The phenomenon of Sarath Fonseka is also intertwined to all this. It is interesting to note the timing of the US affirmation that Mr Fonseka is a political prisoner, as Sri Lanka is just about to be discussed at the UNHRC. The entire Sarath Fonseka saga, to summarise, is the story of a man whom nobody wished to appoint as Army Chief – who was subsequently appointed, and thereafter maintained a head-on toughness in his dealings. His was a struggle for political power, but politics was for him unfamiliar ground, to the traps of which he fell prey. In no way is he a political prisoner, and his arrest, trial, imprisonment and future are all segments of a complex political game, in which his very imprisonment has proved to be beneficial to his foremost political benefactors (this however is the topic of another article, or a book, for that matter).
The US statement that the LLRC report is inadequate to address issues of accountability, and criticism over a credible action plan on implementing its recommendations point at a fundamental problem in the international system, that of prescriptive Western pontificating on how accountability issues are to be addressed in countries of the global South. Sri Lanka’s strategic position in China’s ‘string of pearls’ strategy and Colombo-Teheran ties (at the hour of sanctions on the latter) are among the reasons that have prompted the US State Department to seek ways of keeping Colombo contained.

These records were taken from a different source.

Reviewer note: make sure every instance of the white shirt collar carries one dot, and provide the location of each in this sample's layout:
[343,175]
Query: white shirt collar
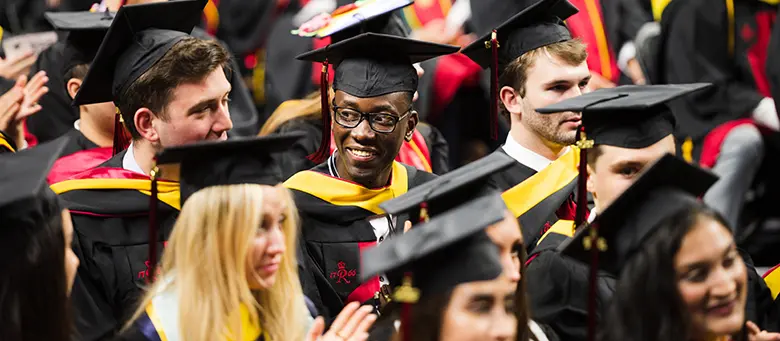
[129,163]
[526,156]
[592,215]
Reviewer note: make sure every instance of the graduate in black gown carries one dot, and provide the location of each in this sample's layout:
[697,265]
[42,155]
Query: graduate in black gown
[339,199]
[631,127]
[111,203]
[539,189]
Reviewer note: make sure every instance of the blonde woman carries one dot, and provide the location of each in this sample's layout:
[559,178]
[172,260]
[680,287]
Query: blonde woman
[229,273]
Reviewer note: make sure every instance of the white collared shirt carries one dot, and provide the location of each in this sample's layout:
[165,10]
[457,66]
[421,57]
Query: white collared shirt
[526,156]
[129,163]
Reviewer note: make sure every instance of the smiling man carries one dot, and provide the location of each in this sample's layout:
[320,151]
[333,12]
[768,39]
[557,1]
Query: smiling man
[338,200]
[538,64]
[171,89]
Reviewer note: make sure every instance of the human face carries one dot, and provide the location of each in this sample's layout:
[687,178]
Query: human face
[480,311]
[551,80]
[197,111]
[711,280]
[506,234]
[365,156]
[268,245]
[71,261]
[617,168]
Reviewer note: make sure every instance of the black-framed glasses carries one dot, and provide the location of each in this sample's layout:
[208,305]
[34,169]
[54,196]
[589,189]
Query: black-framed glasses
[381,122]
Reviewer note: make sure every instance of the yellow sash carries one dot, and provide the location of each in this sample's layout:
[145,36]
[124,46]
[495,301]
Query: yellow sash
[344,193]
[553,178]
[167,191]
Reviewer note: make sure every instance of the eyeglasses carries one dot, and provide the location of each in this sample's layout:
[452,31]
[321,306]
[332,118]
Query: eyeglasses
[381,122]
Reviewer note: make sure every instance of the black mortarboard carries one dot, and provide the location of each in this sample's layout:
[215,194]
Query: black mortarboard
[86,31]
[451,189]
[235,161]
[538,25]
[23,183]
[139,37]
[370,55]
[629,116]
[670,186]
[375,64]
[448,250]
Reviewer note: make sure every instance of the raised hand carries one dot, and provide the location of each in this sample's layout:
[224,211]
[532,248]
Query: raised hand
[352,324]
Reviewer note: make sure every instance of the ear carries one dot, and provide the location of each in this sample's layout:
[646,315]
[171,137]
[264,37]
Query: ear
[411,123]
[144,124]
[511,100]
[73,86]
[591,182]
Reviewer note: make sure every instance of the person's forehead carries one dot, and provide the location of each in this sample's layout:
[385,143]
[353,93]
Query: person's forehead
[547,67]
[395,100]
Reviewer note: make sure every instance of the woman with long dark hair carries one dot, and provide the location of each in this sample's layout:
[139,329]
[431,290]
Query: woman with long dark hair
[38,264]
[681,276]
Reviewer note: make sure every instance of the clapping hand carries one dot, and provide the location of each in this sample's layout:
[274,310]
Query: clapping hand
[352,324]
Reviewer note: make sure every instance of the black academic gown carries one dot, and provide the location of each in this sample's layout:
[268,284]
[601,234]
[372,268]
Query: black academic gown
[111,232]
[335,230]
[694,48]
[294,159]
[558,290]
[540,217]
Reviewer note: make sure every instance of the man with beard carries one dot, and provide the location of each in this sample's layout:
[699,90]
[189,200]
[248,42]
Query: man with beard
[339,199]
[171,89]
[538,64]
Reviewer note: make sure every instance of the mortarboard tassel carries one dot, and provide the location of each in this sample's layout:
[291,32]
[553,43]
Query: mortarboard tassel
[121,136]
[582,190]
[493,45]
[322,153]
[153,226]
[407,295]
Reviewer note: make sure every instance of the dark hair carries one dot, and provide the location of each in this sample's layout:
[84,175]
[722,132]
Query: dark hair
[647,306]
[189,60]
[33,292]
[427,316]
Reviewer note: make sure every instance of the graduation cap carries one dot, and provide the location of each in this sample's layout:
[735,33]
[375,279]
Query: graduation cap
[138,38]
[86,32]
[23,184]
[538,25]
[370,58]
[235,161]
[670,186]
[450,190]
[208,163]
[435,257]
[629,116]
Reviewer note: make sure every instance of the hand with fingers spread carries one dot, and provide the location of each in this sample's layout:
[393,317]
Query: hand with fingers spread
[756,334]
[32,91]
[13,67]
[352,324]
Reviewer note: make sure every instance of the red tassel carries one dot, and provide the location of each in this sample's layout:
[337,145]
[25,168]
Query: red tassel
[406,317]
[582,188]
[494,87]
[592,282]
[322,153]
[153,227]
[121,136]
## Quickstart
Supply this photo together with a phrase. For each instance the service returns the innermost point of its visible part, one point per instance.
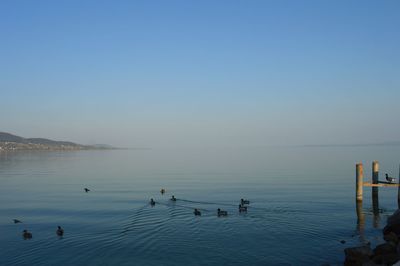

Bob Blake’s recent affirmation in Colombo that his government will support the UNHRC resolution on Sri Lanka (often interpreted as ‘against’ Sri Lanka) is a prime example of this approach. Contrary to what some are inclined to believe, Western (and especially US) ‘concern’ is not about the rights of a particular ethnic group, civilian victims or prisoners of war (which are all inevitable consequences of war, especially anti-secessionist counterinsurgency operations). Instead, theirs is a concerted strategy to keep Colombo on its toes and ensure that Washington DC is placed at a vantage point to keep an eye on the region.
The challenge before Colombo is that of sailing through such tricky geopolitics with tact. Prescriptive Western formula can only create disruption and worsen existing problems. By no means does this imply that all is rosy in Lanka, but a Western-backed UNHRC resolution is no remedy for any existing ills. It is indeed advisable for Colombo to take every possible measure to keep such prescriptions at bay, and ensure that they are duly blocked.
It goes without saying that intelligent domestic policy – and not only diplomatic lobbying – is the best-recommended medication to the ailment.